Le Faso Libre

Actualités du Burkina Faso : politique, sécurité, économie et société, sans compromis éditoriaux.

Le Faso Libre

Actualités du Burkina Faso : politique, sécurité, économie et société, sans compromis éditoriaux.

A la Une

Gabon : le rééquilibrage territorial en marche

Libreville, jeudi 18 juin 2026 – Depuis des décennies, le Gabon vit un paradoxe : riche en ressources naturelles, faiblement peuplé et doté de moyens financiers importants, il a pourtant laissé se creuser des écarts considérables entre ses grandes villes et ses régions intérieures. L’accès aux infrastructures de base, aux soins, à l’éducation ou aux opportunités économiques est longtemps resté insuffisant dans plusieurs provinces. C’est cette fracture que Brice Clotaire Oligui Nguema a choisi de combattre.
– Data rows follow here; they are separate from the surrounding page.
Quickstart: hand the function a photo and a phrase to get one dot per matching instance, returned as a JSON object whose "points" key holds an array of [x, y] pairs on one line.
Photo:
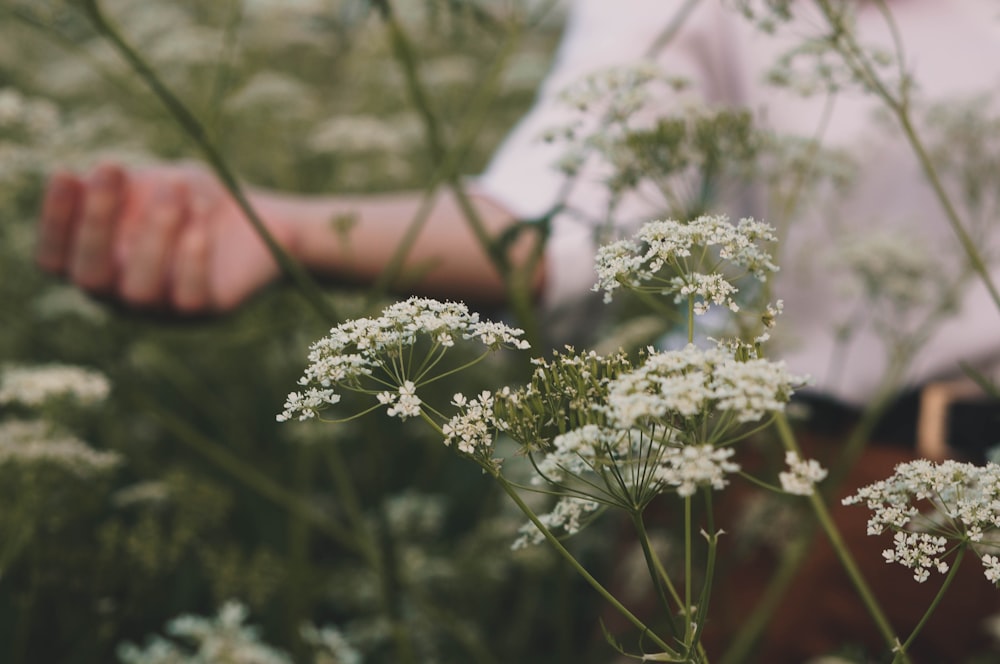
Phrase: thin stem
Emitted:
{"points": [[687, 568], [249, 475], [901, 652], [580, 569], [853, 56], [194, 129], [655, 570], [839, 547]]}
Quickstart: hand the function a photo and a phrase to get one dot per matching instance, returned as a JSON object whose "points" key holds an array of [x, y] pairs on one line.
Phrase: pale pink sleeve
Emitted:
{"points": [[522, 175]]}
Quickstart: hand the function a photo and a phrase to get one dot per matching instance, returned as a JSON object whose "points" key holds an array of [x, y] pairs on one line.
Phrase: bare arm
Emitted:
{"points": [[172, 237]]}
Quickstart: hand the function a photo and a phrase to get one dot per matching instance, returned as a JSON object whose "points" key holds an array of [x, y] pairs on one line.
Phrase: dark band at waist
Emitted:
{"points": [[972, 426]]}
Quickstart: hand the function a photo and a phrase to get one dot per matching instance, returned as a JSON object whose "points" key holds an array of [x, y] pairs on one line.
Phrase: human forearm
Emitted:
{"points": [[356, 238]]}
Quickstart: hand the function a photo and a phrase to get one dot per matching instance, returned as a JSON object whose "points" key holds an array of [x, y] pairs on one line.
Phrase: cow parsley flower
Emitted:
{"points": [[928, 504], [692, 466], [698, 256], [36, 443], [694, 382], [802, 475], [402, 404], [223, 639], [368, 354], [473, 429], [34, 385]]}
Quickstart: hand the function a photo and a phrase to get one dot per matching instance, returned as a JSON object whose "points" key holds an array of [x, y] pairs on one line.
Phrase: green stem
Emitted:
{"points": [[853, 55], [656, 571], [840, 547], [194, 129], [575, 564], [701, 615], [901, 652], [248, 474], [688, 566], [518, 283]]}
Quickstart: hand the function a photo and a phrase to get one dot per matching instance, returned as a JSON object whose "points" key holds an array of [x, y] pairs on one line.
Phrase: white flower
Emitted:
{"points": [[692, 381], [473, 429], [567, 514], [692, 466], [223, 639], [402, 404], [991, 565], [34, 385], [803, 475], [680, 247], [367, 348], [36, 442], [963, 502]]}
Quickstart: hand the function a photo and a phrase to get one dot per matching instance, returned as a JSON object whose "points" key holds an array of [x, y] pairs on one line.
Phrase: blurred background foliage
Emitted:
{"points": [[211, 500]]}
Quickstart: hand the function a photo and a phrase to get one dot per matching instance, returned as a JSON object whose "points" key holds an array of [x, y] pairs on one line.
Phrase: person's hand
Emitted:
{"points": [[164, 237]]}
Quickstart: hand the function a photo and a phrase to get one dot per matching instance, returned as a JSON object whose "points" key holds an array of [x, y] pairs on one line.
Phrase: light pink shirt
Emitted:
{"points": [[953, 51]]}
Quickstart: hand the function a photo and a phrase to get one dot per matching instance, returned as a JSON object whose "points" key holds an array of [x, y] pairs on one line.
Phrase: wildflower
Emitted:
{"points": [[373, 348], [692, 382], [692, 466], [224, 639], [34, 385], [568, 513], [37, 443], [964, 507], [472, 429], [802, 476], [679, 246], [402, 404]]}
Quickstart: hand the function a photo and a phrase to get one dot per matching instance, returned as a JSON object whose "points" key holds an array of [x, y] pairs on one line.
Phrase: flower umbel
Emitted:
{"points": [[694, 255], [964, 508], [368, 355]]}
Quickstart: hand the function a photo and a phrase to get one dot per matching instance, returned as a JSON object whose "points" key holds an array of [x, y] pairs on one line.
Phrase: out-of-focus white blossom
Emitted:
{"points": [[34, 385], [694, 382], [224, 639], [802, 475], [961, 504], [679, 247], [567, 515], [693, 466], [35, 442]]}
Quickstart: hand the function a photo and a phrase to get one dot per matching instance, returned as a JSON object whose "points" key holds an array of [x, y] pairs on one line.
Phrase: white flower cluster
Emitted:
{"points": [[402, 404], [692, 381], [692, 466], [225, 639], [35, 442], [472, 429], [34, 385], [358, 348], [965, 507], [802, 475], [576, 452], [920, 552], [567, 514], [682, 247]]}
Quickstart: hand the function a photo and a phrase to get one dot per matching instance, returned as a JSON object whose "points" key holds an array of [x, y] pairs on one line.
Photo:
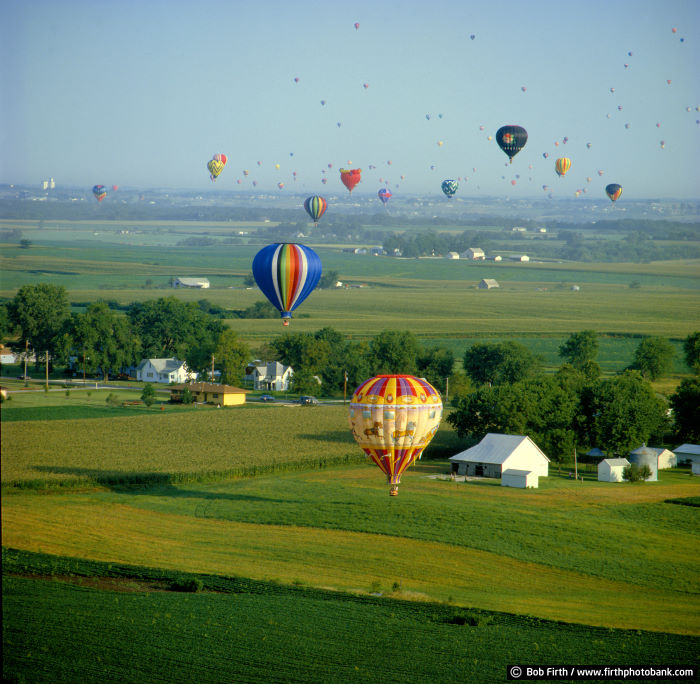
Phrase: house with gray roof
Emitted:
{"points": [[270, 377], [497, 453], [164, 371]]}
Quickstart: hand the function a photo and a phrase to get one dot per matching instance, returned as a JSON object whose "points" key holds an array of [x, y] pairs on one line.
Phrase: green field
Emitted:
{"points": [[309, 570]]}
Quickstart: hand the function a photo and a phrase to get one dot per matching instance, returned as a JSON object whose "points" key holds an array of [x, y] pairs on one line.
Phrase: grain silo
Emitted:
{"points": [[646, 456]]}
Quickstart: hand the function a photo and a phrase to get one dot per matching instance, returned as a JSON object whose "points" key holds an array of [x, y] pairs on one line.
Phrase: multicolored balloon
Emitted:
{"points": [[315, 207], [393, 418], [286, 273], [613, 191], [216, 166], [562, 165], [350, 177], [449, 187], [511, 139]]}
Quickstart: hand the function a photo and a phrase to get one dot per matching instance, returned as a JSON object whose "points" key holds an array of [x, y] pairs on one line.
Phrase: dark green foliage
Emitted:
{"points": [[691, 351], [244, 630], [685, 402], [653, 357]]}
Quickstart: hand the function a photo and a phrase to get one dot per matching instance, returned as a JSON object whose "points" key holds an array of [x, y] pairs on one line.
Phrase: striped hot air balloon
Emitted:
{"points": [[393, 418], [286, 273], [315, 207], [562, 165]]}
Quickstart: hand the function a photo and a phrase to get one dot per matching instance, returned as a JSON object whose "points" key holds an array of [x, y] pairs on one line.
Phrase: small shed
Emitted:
{"points": [[523, 479], [610, 469]]}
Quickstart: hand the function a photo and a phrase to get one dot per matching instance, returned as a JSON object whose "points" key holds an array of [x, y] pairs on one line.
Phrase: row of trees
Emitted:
{"points": [[501, 388]]}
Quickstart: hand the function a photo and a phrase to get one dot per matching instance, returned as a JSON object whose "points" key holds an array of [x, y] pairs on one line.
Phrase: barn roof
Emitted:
{"points": [[494, 448]]}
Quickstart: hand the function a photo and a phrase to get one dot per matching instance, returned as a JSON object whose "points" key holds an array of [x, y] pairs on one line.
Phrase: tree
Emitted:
{"points": [[653, 357], [148, 396], [686, 409], [622, 412], [691, 350], [580, 349], [435, 364], [393, 351], [498, 363], [231, 355], [104, 339], [40, 312], [168, 327]]}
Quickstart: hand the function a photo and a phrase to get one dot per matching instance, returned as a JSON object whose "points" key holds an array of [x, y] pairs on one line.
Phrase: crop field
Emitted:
{"points": [[303, 567]]}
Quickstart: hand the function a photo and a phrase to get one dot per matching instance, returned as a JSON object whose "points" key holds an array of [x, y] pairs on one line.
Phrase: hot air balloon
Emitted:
{"points": [[562, 165], [384, 194], [393, 418], [511, 139], [286, 273], [315, 207], [216, 166], [449, 187], [613, 191], [350, 177]]}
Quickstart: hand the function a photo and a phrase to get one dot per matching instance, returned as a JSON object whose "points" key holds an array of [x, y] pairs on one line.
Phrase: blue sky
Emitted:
{"points": [[142, 94]]}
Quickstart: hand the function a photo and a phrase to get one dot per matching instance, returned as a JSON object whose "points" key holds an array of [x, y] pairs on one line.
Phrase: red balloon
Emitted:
{"points": [[350, 177]]}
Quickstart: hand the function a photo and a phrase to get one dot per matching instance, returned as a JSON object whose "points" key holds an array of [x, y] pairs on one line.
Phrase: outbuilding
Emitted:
{"points": [[523, 479], [610, 469], [497, 453]]}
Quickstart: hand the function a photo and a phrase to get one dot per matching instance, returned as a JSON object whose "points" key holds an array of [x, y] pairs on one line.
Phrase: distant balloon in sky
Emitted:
{"points": [[384, 195], [449, 187], [562, 165], [511, 139], [315, 207], [350, 177], [613, 191]]}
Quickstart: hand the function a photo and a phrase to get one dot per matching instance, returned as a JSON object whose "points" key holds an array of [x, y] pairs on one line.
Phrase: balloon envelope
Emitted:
{"points": [[562, 165], [286, 273], [393, 418], [350, 177], [511, 139], [315, 207], [449, 187], [613, 191]]}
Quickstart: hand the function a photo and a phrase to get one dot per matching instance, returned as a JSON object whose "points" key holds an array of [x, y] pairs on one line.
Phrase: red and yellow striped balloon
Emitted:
{"points": [[393, 418], [562, 165]]}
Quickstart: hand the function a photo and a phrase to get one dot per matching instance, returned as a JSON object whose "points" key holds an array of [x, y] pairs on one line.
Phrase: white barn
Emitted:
{"points": [[495, 454], [688, 452], [610, 469], [523, 479]]}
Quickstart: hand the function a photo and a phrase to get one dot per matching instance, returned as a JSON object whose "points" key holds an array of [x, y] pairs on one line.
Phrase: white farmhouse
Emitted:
{"points": [[523, 479], [197, 283], [164, 371], [273, 376], [495, 454], [688, 452], [610, 469]]}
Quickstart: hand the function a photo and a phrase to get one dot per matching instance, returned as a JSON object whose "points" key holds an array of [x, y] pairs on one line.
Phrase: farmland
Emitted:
{"points": [[307, 569]]}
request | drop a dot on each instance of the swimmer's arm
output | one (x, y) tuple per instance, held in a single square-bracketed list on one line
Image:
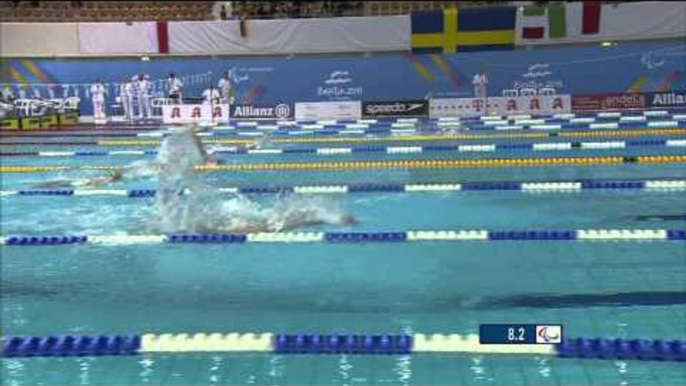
[(53, 184), (199, 146)]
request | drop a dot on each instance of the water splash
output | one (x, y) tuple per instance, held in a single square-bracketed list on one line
[(204, 210)]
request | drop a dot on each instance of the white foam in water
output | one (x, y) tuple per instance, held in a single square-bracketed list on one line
[(207, 210)]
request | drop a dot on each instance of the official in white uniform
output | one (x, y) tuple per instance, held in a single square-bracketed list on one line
[(126, 96), (98, 97), (175, 88), (143, 88), (211, 96), (480, 83), (225, 88)]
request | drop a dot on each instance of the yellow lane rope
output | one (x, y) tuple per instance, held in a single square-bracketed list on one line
[(433, 137), (406, 164)]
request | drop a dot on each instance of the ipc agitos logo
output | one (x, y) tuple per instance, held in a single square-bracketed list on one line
[(549, 334)]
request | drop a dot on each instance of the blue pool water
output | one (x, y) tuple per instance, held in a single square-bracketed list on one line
[(609, 289)]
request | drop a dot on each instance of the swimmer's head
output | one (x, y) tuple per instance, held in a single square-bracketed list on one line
[(348, 220)]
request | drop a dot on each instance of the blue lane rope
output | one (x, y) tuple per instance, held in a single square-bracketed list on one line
[(547, 187), (322, 344), (531, 146), (587, 235)]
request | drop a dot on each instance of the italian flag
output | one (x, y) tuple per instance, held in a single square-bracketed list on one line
[(558, 21)]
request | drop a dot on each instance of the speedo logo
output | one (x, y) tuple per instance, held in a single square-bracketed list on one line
[(395, 108)]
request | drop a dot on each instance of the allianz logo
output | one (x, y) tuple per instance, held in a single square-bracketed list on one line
[(281, 110)]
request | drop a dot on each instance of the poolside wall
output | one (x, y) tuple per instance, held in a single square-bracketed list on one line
[(629, 67)]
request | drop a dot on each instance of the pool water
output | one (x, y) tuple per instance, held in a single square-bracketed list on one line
[(607, 289)]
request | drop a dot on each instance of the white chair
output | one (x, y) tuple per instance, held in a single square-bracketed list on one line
[(72, 103), (57, 104), (510, 93), (527, 92)]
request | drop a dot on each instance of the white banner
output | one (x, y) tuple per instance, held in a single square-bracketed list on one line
[(473, 107), (328, 110), (346, 34), (619, 21), (178, 114), (38, 39), (118, 38)]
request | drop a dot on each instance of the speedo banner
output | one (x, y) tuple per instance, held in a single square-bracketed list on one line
[(414, 108)]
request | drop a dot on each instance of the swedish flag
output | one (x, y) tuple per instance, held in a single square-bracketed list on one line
[(463, 30)]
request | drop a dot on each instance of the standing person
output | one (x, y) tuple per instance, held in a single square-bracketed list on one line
[(98, 97), (175, 88), (480, 83), (211, 96), (126, 95), (143, 96), (225, 88)]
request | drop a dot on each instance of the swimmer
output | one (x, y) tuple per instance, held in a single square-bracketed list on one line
[(94, 182)]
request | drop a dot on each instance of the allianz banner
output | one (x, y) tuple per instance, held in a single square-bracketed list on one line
[(667, 99), (280, 111), (378, 109), (472, 107), (328, 110), (178, 114)]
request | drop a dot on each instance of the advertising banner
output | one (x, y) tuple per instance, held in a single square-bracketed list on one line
[(472, 107), (377, 109), (280, 111), (179, 114), (605, 102), (668, 99), (328, 110)]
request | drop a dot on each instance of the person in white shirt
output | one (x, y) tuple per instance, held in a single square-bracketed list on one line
[(143, 95), (480, 83), (175, 88), (126, 96), (225, 88), (98, 97), (211, 96)]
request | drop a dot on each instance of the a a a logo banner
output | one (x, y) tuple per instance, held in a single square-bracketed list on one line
[(179, 114), (472, 107)]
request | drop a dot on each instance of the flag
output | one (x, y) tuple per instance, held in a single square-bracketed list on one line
[(460, 30), (558, 21)]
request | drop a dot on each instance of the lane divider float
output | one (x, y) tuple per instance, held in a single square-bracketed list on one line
[(401, 164), (331, 344), (535, 186), (391, 150), (401, 138), (352, 237)]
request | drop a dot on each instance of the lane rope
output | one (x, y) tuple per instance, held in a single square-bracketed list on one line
[(400, 138), (354, 344), (352, 237), (531, 187), (390, 150), (403, 164)]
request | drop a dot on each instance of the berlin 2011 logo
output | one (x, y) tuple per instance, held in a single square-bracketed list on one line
[(282, 110)]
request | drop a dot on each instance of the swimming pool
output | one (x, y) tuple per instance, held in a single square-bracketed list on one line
[(623, 288)]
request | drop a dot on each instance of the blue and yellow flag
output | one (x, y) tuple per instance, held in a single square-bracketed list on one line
[(463, 30)]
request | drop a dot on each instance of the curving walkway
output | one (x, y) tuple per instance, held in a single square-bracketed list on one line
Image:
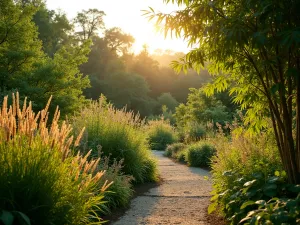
[(182, 198)]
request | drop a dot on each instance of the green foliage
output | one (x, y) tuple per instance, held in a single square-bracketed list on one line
[(13, 217), (53, 29), (120, 191), (161, 134), (199, 154), (89, 22), (243, 174), (202, 109), (118, 41), (252, 47), (194, 132), (39, 177), (255, 201), (23, 64), (166, 99), (119, 135), (173, 149), (128, 90)]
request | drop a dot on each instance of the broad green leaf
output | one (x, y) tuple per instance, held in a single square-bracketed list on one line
[(250, 183)]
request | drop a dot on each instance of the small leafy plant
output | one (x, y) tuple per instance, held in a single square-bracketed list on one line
[(254, 200)]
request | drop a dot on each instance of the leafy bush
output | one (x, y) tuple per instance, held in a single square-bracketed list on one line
[(245, 187), (161, 134), (255, 201), (119, 135), (199, 154), (39, 177)]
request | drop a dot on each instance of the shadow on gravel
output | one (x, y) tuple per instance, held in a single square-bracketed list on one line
[(199, 171), (139, 191)]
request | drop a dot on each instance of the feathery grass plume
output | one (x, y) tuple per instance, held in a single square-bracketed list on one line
[(120, 135), (39, 176)]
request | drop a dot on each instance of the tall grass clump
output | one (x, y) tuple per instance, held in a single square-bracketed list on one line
[(199, 154), (121, 190), (161, 134), (194, 132), (119, 135), (250, 185), (173, 149), (40, 178)]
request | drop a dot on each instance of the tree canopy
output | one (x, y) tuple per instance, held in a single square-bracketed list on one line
[(254, 46)]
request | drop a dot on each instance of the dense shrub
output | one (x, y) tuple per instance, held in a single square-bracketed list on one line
[(199, 154), (39, 177), (119, 135), (248, 184), (161, 134)]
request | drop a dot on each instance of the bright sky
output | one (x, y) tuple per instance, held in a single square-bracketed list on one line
[(127, 15)]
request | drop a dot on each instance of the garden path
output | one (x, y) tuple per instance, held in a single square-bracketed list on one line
[(181, 198)]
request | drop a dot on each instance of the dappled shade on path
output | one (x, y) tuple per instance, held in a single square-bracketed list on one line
[(182, 197)]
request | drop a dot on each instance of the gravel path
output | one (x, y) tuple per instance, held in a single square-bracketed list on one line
[(182, 198)]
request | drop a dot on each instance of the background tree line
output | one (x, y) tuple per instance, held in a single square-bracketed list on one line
[(43, 53)]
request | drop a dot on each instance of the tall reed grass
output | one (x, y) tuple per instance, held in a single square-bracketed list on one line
[(39, 175), (161, 134), (119, 135)]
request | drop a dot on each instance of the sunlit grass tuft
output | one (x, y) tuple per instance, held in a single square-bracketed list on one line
[(39, 176), (161, 134), (119, 135)]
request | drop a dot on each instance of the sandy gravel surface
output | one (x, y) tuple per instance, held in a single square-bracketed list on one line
[(182, 198)]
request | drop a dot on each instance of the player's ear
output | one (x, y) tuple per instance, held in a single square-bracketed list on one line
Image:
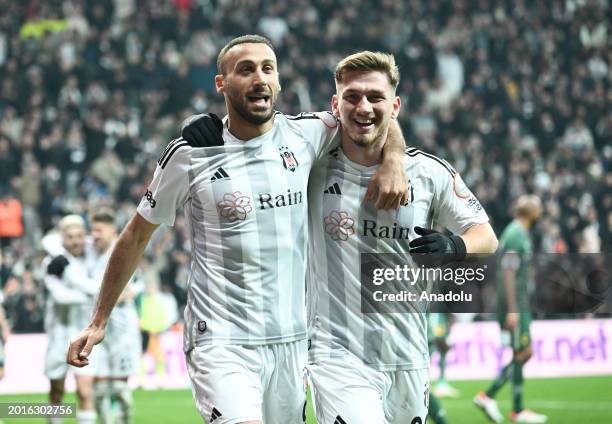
[(220, 83), (335, 106), (397, 104)]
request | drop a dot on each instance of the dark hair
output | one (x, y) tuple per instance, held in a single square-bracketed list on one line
[(105, 215), (245, 39)]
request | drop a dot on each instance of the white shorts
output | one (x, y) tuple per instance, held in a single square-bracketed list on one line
[(345, 391), (236, 383), (56, 366), (119, 352)]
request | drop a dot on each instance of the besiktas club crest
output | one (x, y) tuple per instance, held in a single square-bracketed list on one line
[(289, 160)]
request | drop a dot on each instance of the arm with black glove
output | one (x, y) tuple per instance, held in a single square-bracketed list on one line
[(203, 130), (436, 249)]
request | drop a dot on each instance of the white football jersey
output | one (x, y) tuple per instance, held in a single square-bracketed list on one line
[(246, 204), (342, 228)]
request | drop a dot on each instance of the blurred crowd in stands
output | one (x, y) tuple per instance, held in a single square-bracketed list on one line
[(515, 94)]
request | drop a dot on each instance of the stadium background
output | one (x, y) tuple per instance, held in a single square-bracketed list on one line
[(515, 94)]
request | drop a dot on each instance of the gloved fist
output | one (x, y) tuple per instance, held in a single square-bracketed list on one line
[(57, 265), (436, 249), (203, 130)]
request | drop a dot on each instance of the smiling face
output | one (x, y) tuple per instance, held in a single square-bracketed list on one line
[(364, 103), (250, 82), (103, 234)]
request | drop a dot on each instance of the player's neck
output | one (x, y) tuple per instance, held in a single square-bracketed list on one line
[(366, 156), (244, 130)]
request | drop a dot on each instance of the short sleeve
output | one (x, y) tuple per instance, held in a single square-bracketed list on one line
[(458, 208), (320, 129), (169, 189)]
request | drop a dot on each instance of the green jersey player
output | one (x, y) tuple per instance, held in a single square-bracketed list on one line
[(513, 305)]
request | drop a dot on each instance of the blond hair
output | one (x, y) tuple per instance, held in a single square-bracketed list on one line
[(367, 61), (70, 221)]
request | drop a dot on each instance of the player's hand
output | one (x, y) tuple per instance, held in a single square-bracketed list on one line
[(436, 249), (511, 321), (81, 347), (391, 183), (203, 130), (57, 265)]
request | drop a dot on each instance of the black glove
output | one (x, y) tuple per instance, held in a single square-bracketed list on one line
[(435, 248), (204, 130), (57, 265)]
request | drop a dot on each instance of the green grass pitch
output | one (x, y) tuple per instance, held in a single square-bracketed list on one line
[(564, 400)]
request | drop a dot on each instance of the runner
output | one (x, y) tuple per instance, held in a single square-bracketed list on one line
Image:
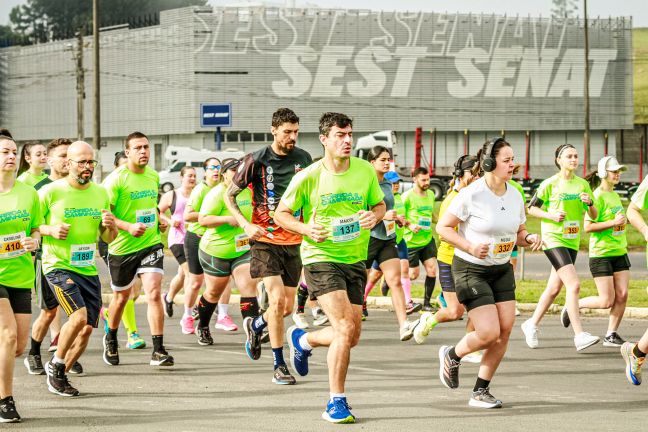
[(75, 211), (274, 251), (49, 314), (341, 201), (608, 251), (33, 160), (490, 215), (137, 250), (20, 217), (194, 232), (175, 201), (421, 247), (224, 252), (561, 201)]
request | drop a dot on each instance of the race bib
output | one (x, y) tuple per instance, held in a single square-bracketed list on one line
[(425, 223), (502, 247), (345, 228), (242, 242), (147, 217), (82, 255), (571, 229), (10, 246)]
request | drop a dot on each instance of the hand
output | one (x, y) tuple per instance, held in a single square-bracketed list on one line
[(137, 229), (30, 244), (479, 250), (60, 231), (367, 219)]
Devant le Parlement réuni en congrès, le président de la République a réaffirmé une ambition qui dépasse la simple construction de routes ou d’écoles. « Aucune localité ne sera laissée en rade », a-t-il déclaré. Derrière ces mots se dessine une vision plus large : celle d’un Gabon où la géographie ne dicte plus les chances de réussite, où chaque territoire participe à la prospérité nationale et où l’État redevient visible partout.

Réparer une fracture historique

L’enjeu est immense. Longtemps, les investissements publics se sont concentrés à Libreville et Port-Gentil. Cette centralisation a provoqué un exode rural, aggravé les déséquilibres régionaux et nourri un sentiment d’abandon dans de nombreuses localités. Les conséquences vont au-delà du confort quotidien : sans routes praticables, hôpitaux fonctionnels ou écoles adaptées, tout potentiel économique reste paralysé.

Les économistes du développement estiment que les inégalités territoriales figurent parmi les principaux freins à la croissance durable en Afrique. Sans infrastructures, il est difficile d’attirer les investissements, de valoriser les ressources locales ou de créer des emplois stables. C’est dans cette logique que s’inscrit la stratégie présidentielle. Les chantiers engagés à Cocobeach, Makokou, Oyem, Bifoun ou encore dans plusieurs quartiers de Libreville montrent une volonté de rééquilibrage rarement observée à cette échelle.

Construire l’économie de proximité

Cette politique ne se mesure pas seulement en kilomètres de routes ou en nombre de bâtiments. Elle repose sur une conviction économique forte : le développement national ne peut plus être concentré autour de quelques centres de décision. Chaque nouvelle infrastructure est pensée comme un catalyseur d’activités. Une route désenclave les producteurs agricoles. Un centre hospitalier améliore l’attractivité d’une ville. Une université retient les talents locaux. Un programme de logements stimule le secteur du bâtiment.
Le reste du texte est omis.